This is what truly undermines the community of trust. Individuals willing - not only to commit an honor offense, but then to adamantly lie about it once caught - have violated the honor system in the deepest and most profound sense, yet they are allowed to stay at the University, completely exonerated from blame.
Conversely, students who take the more honorable route and confess to their offense once accused are forced to leave the community of trust forever. In this way, as much as we may not want to believe it, the current system encourages dishonesty. This is a serious problem, and one that the implementation of the informed retraction amendment will help rectify.
Another objection to the idea of informed retraction is the notion that once students fail to make a conscientious retraction, they should already be deemed dishonorable and thus should be forced to leave the community of trust. Some argue that informed retraction does not promote true honesty but rather forced honesty, chosen by the guilty party because it brings the lesser of two punishments. Honesty, in this scenario, amounts to little more than opportunism.
While this technically is true, realize that these individuals are not going without punishment. By confessing to an honor offense after being informed that they have been reported, guilty students are forced to leave the University for three semesters, in addition to the remainder of their current semester. He will be forced to suffer the pain and embarrassment of explaining to his friends why he is graduating a full two years behind them, and will have to essentially start over socially upon his return.
While to fierce defenders of the single sanction this amounts to little, it is a very serious penalty for their actions.
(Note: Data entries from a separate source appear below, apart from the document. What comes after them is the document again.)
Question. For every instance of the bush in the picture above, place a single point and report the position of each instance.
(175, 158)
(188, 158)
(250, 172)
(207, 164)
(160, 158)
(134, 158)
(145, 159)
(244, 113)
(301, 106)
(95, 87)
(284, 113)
There can be little doubt that these nearly two years away from school would give the student an ample amount of time to think about and repent for his dishonesty. In fact, due to the fact that they have directly experienced the power that the honor system commands, students will more than likely return to the University more honest and with more respect for its code than many of those who have never been brought up on such charges. If for no other reason than out of fear of their own history repeating, these students will no doubt strongly avoid anything that could be construed as an honor offense.
To say that they will, upon their return, again be a threat to the community of trust is impractical at best. Once we arrive at this conclusion, to expel students rather than allowing them a second chance after they endure a severe punishment for their actions can be called nothing if not vindictive.
Few would argue that the intention of the framers of the honor code was to seek revenge on those who violated its principles. Rather, by setting forth the guidelines that the framers did, they hoped to secure a community of trust. If, through our direct observation of the honor code as applied for all practical purposes, we perceive an error, we need not be afraid to set it right. Many worry about undermining the tradition of the University and of the code itself, but we have reached the point where it would be disrespectful to that very tradition to allow a flaw to remain in the code.
If we are to assume that the intentions of the framers of the honor code were in fact good-willed, and that they sought - not vengeance - but merely to secure a community of trust, then we can also assume that they would be in support of this amendment, for it in no way undermines such an ideal. It is time for a change, and the responsibility now rests with students to make it by enacting the proposal. And so, when you go home today, tomorrow or Wednesday, get online and cast your vote in favor of amending the single sanction. To do otherwise would be shortsighted and negligent.